4章5 ケンジ 芸術学部2年(10)
「ケンイチ大丈夫!?」
オレとケンイチは、あの女性から見えないように、衝立の後ろに隠れた。兄のケンイチは衝立に背を預け、ハアハア言っている。
「あ、ああ……、オレは大丈夫」
怪我はないようだけれど、相当ショックを受けてるみたいだ。当たり前だ。あのクロスギさんっていう人の助けが、少しでも遅ければ、殺されていたんだから。
くそう! オレの大事なアニキを殺そうとするなんて、許さん!
きれいなお姉さんだけど、許さん!
と、思ったけど、拳銃を持った人を相手に出来ることなんて、何があるんだ? オレの出来ること……。

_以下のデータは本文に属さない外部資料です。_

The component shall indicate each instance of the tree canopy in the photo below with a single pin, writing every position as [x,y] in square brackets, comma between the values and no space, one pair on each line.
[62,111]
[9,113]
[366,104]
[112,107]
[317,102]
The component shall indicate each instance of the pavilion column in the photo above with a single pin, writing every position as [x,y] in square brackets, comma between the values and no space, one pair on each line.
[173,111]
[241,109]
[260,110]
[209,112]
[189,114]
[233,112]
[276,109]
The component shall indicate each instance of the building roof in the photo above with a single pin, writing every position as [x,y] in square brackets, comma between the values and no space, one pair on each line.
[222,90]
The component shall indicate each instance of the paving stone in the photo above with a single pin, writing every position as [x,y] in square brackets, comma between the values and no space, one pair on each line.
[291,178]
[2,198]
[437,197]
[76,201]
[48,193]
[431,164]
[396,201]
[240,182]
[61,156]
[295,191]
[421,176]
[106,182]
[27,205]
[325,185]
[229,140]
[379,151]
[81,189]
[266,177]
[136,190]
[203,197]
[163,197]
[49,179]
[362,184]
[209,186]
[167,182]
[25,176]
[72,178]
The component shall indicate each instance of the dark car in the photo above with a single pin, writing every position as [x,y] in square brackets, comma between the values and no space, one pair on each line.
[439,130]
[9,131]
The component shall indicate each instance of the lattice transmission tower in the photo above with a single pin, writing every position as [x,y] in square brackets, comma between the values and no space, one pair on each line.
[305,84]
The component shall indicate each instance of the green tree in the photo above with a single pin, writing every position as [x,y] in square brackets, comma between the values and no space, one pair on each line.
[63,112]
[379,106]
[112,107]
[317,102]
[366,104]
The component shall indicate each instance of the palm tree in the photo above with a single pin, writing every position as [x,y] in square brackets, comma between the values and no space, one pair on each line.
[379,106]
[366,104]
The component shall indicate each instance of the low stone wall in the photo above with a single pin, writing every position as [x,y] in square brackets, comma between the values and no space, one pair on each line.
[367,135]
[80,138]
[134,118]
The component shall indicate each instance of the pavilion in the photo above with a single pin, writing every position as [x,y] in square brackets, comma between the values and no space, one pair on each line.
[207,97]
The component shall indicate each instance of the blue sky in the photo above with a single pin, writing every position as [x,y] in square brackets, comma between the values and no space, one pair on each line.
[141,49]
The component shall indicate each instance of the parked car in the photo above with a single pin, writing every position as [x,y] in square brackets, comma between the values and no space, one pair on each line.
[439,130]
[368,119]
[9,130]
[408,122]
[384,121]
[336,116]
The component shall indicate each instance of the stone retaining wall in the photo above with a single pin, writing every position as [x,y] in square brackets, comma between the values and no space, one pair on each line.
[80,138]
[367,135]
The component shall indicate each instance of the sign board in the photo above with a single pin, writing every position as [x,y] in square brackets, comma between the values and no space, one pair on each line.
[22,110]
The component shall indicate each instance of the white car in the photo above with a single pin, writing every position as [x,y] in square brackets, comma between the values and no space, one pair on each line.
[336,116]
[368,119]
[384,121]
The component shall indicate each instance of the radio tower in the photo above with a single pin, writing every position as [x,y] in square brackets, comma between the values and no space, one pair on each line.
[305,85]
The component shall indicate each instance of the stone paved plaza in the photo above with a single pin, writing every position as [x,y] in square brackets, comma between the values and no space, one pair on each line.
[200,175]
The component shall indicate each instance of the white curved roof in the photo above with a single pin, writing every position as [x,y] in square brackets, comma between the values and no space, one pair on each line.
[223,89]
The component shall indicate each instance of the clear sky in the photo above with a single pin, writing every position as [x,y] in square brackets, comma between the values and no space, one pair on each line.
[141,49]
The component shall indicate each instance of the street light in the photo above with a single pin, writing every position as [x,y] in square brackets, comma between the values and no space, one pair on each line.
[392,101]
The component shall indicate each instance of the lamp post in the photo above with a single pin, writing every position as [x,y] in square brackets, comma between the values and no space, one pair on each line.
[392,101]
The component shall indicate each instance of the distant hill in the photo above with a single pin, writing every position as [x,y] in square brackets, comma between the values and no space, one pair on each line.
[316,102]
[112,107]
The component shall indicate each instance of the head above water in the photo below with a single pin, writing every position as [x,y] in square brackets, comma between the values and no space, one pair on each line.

オレは、こっそり、しゃがみ込みながら、自分のカバンに手を伸ばして取った。中を開けてみる。
中身は、いつも入れっぱなしのスケッチブックと鉛筆に、それから500ccのスポーツドリンクが3本、そして、お菓子が3箱……。
ああー、さっき、コマキさんが蹴った拳銃を拾っておけば良かったな。
あっ、でも、オレ、銃なんて使えないし……。
どうするか考えていると、クロスギさんが、交渉をしながら、オレ達のとなりの衝立裏に転がりこんで来た。
「もし、また撃ったら、金を全部燃やして、爆弾をそっちに投げ込むぞ!」
クロスギさんは叫ぶ。
ゲエッ!!! 爆弾を爆発させたら、みんな危ないじゃないか! 何考えているんだよ!?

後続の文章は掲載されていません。